Elle a été perdue en état déjà très usée. Ce n'est pas les 19 siècles qu'elle a passé sous terre qui l'ont rendu dans cet état, mais les décennies durant lesquelles elle est passée de main en main.
Les zones vertes sont ce qu'il reste de la patine. Les zones marrons sont là où la patine a déjà été voir ailleurs. On devine un peu les motifs de la monnaie grâce au contraste entre ces 2 teintes. Ôter la patine reviendra à gommer ces contrastes : on ne verra plus rien sans lumière rasante.
Pour le nettoyage, le conseil de base est : ne pas nettoyer.
L'adage adapté serait : “touche pas à ça p'tit con”. J'ai fait des conneries… Une vraie, en réalité, que j'ai pu récupérer après des suées et beaucoup de patience. J'ai beaucoup appris à cette occasion (voir “effet à long terme” plus bas)
Si on veut vraiment y aller, le conseil suivant se décline en plusieurs lignes, toutes interconnectées :
- évaluer le risque pour la monnaie (près à tout perdre ?)
- connaître le mode d'action de la méthode (chimique, mais quelle chimie ; mécanique mais quelle effets ; combiné, avec toutes les complications des effets leviers)

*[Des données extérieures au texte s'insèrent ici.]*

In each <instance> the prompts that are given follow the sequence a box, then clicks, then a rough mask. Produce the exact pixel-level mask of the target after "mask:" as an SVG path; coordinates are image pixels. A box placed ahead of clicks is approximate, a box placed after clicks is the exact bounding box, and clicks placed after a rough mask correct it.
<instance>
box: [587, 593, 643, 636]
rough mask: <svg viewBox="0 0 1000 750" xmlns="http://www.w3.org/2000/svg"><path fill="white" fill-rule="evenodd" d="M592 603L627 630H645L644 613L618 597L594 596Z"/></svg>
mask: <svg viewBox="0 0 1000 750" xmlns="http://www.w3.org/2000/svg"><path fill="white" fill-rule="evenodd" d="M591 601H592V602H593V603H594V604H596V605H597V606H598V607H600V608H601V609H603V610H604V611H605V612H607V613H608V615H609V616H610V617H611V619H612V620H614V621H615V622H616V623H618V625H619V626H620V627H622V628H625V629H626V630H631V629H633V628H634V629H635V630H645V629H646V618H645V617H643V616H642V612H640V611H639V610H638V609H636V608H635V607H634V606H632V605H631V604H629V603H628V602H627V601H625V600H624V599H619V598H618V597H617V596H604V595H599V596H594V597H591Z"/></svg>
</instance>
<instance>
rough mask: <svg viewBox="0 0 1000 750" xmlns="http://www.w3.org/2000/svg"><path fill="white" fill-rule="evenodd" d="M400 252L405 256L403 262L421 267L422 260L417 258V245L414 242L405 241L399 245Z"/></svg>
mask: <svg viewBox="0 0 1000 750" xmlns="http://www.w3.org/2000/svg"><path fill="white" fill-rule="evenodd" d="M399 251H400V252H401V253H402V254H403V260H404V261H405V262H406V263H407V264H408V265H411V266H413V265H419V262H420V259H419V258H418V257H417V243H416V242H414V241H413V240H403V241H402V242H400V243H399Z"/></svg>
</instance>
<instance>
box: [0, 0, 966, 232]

- savoir s'il est possible de contrôler ou non la méthode
- anticiper les effets à long terme (le sel = mortel sur une monnaie si les chlorures s'immiscent dans une microfente, mais ne sera visible qu'après plusieurs semaines, mois ou années)

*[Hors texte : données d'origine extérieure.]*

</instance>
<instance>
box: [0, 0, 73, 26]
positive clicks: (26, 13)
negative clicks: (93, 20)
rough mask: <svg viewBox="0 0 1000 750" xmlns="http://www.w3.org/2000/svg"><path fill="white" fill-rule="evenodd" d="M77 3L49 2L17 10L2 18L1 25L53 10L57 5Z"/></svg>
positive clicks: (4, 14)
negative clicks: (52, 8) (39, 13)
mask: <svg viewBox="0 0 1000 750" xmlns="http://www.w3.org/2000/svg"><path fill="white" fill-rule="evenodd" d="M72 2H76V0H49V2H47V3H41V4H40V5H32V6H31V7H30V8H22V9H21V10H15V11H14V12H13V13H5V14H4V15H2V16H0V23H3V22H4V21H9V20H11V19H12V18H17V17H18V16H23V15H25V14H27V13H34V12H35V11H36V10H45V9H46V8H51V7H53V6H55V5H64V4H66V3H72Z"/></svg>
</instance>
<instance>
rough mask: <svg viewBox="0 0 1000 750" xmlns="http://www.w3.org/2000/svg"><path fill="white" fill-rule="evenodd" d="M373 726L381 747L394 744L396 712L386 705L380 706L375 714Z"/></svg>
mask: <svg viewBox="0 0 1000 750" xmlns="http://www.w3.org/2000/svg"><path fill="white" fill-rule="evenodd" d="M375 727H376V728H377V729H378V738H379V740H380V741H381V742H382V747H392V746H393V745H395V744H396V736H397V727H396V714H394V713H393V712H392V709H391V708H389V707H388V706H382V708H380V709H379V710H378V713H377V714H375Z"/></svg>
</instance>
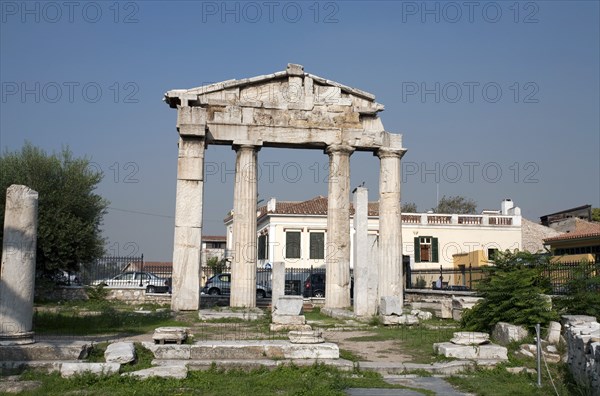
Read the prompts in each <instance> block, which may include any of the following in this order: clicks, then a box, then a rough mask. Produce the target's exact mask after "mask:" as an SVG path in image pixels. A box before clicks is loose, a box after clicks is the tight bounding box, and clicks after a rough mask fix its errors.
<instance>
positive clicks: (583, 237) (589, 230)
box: [544, 220, 600, 243]
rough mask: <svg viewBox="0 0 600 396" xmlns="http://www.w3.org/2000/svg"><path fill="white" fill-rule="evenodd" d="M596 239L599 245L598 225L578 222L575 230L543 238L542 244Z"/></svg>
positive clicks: (584, 222)
mask: <svg viewBox="0 0 600 396" xmlns="http://www.w3.org/2000/svg"><path fill="white" fill-rule="evenodd" d="M587 238H598V241H599V243H600V223H591V222H589V221H584V220H579V221H577V223H576V225H575V230H574V231H571V232H567V233H564V234H560V235H557V236H555V237H550V238H545V239H544V242H545V243H548V242H557V241H565V240H572V239H587Z"/></svg>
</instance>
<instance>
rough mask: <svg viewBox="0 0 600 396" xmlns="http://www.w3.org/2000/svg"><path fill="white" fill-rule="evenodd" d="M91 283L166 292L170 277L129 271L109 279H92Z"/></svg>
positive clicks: (120, 287)
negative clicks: (94, 280) (158, 276)
mask: <svg viewBox="0 0 600 396" xmlns="http://www.w3.org/2000/svg"><path fill="white" fill-rule="evenodd" d="M92 285H94V286H99V285H104V286H106V287H113V288H126V289H146V292H147V293H166V292H168V291H169V289H170V286H171V279H170V278H161V277H158V276H156V275H154V274H153V273H152V272H140V271H129V272H123V273H122V274H119V275H117V276H115V277H113V278H110V279H100V280H97V281H94V282H92Z"/></svg>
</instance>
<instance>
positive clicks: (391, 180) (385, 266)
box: [377, 149, 404, 305]
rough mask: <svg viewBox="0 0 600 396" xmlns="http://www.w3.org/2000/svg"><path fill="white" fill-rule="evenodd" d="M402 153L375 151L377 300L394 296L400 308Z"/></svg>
mask: <svg viewBox="0 0 600 396" xmlns="http://www.w3.org/2000/svg"><path fill="white" fill-rule="evenodd" d="M403 154H404V151H402V150H388V149H379V150H378V151H377V156H378V157H379V159H380V168H379V299H381V297H384V296H385V297H389V296H395V297H397V298H398V299H399V303H400V305H402V302H403V301H402V300H403V294H402V221H401V207H400V205H401V204H400V159H401V158H402V155H403ZM378 301H380V300H378Z"/></svg>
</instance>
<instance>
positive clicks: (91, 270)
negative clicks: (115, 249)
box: [77, 255, 144, 285]
mask: <svg viewBox="0 0 600 396" xmlns="http://www.w3.org/2000/svg"><path fill="white" fill-rule="evenodd" d="M143 266H144V255H141V256H139V257H118V256H109V257H101V258H99V259H97V260H96V261H94V262H93V263H91V264H88V265H83V266H81V268H80V270H79V274H78V277H77V278H78V280H79V282H81V283H82V284H83V285H94V284H96V283H98V282H99V281H102V280H108V279H112V278H114V277H115V276H117V275H119V274H122V273H124V272H127V271H135V270H139V271H142V269H141V268H143Z"/></svg>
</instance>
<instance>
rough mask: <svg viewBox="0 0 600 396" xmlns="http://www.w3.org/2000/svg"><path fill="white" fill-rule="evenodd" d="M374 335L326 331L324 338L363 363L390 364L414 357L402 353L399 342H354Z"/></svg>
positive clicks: (355, 332) (338, 331) (407, 361)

- connaître la monnaie (sa composition, sa structure, l'évolution de la structure cristallographique dans le temps)
- avoir du temps, s'armer de patience, ne pas être pressé, remettre au lendemain le nettoyage déjà prévu la veille, envisager un retard supplémentaire, faire une pause en cours de route, refaire une pause en cours de route, mettre en suspend pour réévaluer la méthode et les risques
La monnaie présentée ici n'a, à mon avis (= si c'était la mienne), plus grand chose à perdre. Elle peut faire l'objets d'essais, pour la beauté de la science. Si vous souhaitez la conserver : n'y touchez pas.